|"Creative life may be flourishing in widely different ways across Europe, but the most common cultural link across the region now is a devotion to American popular culture in the form of movies, television and music." This is what Alan Riding has to say, I am not sure I agree (or do I fear what if he is right?)
Also, see his list of "leading living artists" per country (top of page 2) Nytimes, April 26.

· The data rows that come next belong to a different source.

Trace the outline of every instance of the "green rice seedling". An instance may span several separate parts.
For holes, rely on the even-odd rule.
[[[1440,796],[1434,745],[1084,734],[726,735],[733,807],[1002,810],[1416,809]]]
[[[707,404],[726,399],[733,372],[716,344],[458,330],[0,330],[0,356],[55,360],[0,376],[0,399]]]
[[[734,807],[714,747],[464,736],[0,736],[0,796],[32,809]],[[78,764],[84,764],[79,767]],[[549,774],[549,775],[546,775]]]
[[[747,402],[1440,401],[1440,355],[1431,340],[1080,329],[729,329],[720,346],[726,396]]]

the leading living list is pretty funny. I found this article very interesting. Canada, as a culture in the shadow of USA, and at the same time full of mother-england worship, has a reactive response that is often unpleasantly and self-consciously nationalistic. In Europe (and there's a nuance, of Britain associating as European, which is slightly fraught) the countries have deep and tested nationalistic cultural agendas already in place (unlike Canada, which is young and silly and constantly flailing around for a point of focus). The EU is a new and weird patina, painted onto a bunch of really historically specified nations. Is it the responsibility of the EU to provide a unified antidote to American culture? No! gawd. This is reminiscent of the all-too familiar Canadian square-peg, round-hole, top-down bullshit. If you allow your art to be determined in opposition to another art, its not really yours anymore. On the other hand, if you are busy trying to establish a group identity, American mass media is a genuine problem/catalyst. Interesting and irritating. No wonder we non-Americans are always so crabby.